John gave no indication that he had heard me. ‘I would much rather listen to Starkey than to that hypocritical bitch Emily Maitlis. What has she got common with the people of Croydon? Has she gone even a mile south to the river? When I was in Cambridge, I did not meet anyone who spoke in a Croydon accent?’ He said.   

John grew up in Croydon, and although he no longer lives there—because like anyone who had any capacity he got the hell out of Croydon at the earliest opportunity—he feels a special bond towards Croydon, although it is difficult for me to fathom whether he has nostalgia for the place itself or for the people who live there.

‘Emily Maitlis may not have anything common with people of Croydon, but neither does David Starkey. At least she does not demonise people of Croydon or the Brothers. And you did not hear anyone with Croydon accent in Cambridge because most of them think University and education are towns in India which they have no desire to visit. And the few like you who did, hid the accent because they were ashamed of it. Nothing wrong in that; I'd be ashamed of that accent. Finally, I ask you this question, and think carefully before you answer: whom would you rather have sex with given a chance: Maitlis or Starkey?’

‘If you could pull your mind away from sex, difficult as it is for you, you would be astonished to know that the BBC did not send a single reporter to Croydon while it burned. They sent 437 reporters to Beijing Olympics, but not a single reporter bothered to take a mini-cab to go to Croydon when streets were being razed and even the police were running for cover. If you ask me why the riots occurred, I’d say that because no one cares about Croydon,’ John finished with a theatrical flourish.

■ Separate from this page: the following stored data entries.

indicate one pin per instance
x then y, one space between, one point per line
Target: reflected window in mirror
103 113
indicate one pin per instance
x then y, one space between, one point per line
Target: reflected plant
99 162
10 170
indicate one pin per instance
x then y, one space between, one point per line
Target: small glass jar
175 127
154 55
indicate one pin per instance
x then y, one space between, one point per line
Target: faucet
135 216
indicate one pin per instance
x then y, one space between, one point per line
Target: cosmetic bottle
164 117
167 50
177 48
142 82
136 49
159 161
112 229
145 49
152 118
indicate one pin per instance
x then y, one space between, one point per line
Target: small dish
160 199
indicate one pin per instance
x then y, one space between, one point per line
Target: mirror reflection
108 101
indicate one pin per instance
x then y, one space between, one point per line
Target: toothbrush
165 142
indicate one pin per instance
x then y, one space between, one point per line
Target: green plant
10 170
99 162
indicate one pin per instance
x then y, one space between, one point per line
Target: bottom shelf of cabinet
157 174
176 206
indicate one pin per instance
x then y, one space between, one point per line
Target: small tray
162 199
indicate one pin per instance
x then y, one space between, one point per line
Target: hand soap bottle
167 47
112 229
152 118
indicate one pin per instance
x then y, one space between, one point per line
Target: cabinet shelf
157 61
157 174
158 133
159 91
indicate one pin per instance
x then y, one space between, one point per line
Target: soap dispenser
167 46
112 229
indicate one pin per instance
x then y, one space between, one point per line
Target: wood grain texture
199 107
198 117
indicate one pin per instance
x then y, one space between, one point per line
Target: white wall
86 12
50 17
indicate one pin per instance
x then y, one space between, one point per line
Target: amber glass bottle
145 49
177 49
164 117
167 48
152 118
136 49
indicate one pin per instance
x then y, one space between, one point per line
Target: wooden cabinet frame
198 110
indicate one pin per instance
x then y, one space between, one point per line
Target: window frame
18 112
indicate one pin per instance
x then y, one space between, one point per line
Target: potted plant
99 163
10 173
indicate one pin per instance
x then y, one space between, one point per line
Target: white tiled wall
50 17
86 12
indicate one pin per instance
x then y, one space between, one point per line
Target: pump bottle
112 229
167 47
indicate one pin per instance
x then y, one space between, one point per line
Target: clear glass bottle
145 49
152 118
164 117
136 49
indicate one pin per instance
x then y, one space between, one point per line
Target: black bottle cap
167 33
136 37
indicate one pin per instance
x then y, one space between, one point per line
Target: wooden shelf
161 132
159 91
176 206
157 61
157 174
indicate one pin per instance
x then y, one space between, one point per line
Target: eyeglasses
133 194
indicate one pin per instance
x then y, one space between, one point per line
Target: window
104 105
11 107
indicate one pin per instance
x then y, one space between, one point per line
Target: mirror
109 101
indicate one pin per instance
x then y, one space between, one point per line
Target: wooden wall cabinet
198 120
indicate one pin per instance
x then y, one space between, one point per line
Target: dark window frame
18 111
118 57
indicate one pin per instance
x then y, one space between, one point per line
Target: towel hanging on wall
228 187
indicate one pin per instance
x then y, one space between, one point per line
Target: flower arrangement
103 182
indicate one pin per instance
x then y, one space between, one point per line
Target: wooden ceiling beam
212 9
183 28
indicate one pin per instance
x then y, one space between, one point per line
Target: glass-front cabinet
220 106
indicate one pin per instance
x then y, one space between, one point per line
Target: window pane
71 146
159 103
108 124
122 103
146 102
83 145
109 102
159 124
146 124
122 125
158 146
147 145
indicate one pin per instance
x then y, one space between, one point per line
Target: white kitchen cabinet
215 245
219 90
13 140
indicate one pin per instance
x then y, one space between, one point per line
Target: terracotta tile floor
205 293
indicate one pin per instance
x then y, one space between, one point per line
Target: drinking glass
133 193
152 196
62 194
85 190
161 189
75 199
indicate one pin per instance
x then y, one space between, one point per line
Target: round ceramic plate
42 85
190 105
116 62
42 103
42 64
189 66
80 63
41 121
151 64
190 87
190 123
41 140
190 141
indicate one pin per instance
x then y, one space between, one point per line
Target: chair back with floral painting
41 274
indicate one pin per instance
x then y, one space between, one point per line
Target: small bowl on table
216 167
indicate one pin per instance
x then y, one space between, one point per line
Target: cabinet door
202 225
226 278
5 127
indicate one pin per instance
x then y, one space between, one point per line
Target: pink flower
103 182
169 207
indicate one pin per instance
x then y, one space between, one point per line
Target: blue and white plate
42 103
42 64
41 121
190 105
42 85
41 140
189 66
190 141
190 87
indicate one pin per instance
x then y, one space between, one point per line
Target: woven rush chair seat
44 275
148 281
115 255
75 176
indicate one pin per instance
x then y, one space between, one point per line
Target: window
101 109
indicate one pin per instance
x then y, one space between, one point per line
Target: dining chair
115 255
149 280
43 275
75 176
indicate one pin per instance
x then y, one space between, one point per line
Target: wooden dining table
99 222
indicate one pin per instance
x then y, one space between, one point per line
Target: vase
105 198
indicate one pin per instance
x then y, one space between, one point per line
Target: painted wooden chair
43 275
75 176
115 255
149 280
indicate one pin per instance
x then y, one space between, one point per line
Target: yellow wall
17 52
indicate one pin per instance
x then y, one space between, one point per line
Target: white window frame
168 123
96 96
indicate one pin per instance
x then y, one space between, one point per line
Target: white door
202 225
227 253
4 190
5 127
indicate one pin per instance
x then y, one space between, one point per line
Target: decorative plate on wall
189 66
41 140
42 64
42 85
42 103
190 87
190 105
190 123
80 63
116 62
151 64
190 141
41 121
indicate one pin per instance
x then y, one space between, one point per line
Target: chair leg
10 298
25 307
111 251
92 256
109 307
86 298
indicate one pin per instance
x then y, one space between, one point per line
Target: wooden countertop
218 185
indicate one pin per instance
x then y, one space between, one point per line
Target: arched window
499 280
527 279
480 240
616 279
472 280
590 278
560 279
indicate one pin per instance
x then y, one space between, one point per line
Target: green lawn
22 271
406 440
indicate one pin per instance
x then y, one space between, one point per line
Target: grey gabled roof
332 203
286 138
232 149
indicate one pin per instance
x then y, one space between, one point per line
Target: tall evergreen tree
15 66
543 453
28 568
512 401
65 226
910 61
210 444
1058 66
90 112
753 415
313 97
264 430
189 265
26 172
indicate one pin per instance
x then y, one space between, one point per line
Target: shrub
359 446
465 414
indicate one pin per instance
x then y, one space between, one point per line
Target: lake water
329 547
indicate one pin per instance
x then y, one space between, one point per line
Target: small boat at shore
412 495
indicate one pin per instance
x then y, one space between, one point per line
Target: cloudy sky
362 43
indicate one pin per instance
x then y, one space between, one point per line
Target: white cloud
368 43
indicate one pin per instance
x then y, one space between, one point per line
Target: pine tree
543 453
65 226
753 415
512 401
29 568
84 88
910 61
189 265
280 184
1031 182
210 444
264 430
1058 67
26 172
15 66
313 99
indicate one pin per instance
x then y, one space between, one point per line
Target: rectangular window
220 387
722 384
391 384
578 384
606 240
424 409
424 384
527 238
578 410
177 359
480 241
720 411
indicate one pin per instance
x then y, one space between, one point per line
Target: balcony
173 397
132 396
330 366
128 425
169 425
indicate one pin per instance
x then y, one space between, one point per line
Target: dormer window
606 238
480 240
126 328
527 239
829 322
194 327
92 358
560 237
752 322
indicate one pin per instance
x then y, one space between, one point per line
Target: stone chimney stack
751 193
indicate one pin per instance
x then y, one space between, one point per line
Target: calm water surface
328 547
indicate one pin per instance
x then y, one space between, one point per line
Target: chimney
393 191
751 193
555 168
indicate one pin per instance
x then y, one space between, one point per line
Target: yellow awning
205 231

‘May be no mini-cab driver was prepared to drive down to Croydon; have you considered that possibility? It would have to be a suicidal mini-cab driver to agree to drive to Croydon. Also, given a choice where would you rather be: Beijing where China was hosting the greatest show on earth; or Croydon which is a shithole? Seems like a no-brainer to me. I wouldn’t go to Croydon even when there are no riots—why, you got out of it at the first opportunity—I am not going to risk my neck when gun totting gangsters speaking Jamaican patois are marauding through the city centre, although I should clarify that it is the guns and not the patois that frighten me. Also, I don’t think that the looters were going round Croydon thinking ‘the BBC doesn’t care about us; I know what I am going to do; I am going to set high-street shops on fire; only then the world will know about the unbearable pain of my existence.’ They were going round the high street thinking ‘I am going to take home a plasma screen and not going to pay for it.’

‘So that’s your take on it? The rioters were looters, full stop. You don’t feel the need to figure out how things have come to this pass in our society?’ John asked.

‘The rioters were looters. This was not a political movement; there was no civil disorder. These guys—I use the word guys in a gender neutral way; it is possible that there were many women amongst the looters—were simply out to create trouble, cause mayhem, and help themselves to that which they did not have but fervently desired. They could not afford it, so they looted it opportunistically. It was greed.’

‘And what is your solution?’

‘I don’t have a solution. I am not a politician or a charity-mugger or an academic or a gay historian. I don’t need to come up with a solution. In any case, there is no solution. This country is going to the dogs and there is nothing anyone can do about it. I’d rather spend such time as is left thinking about that big-assed waitress, talking of whom I think you should tip her generously.’

‘Why the f**k should I tip her? You were the one ogling at her fat t*ts.’

‘I thought you were the one who cared about the working classes. She may even have a family in Croydon.’

‘Not enough to give her a tip,’ John said; and we got up to leave the bistro.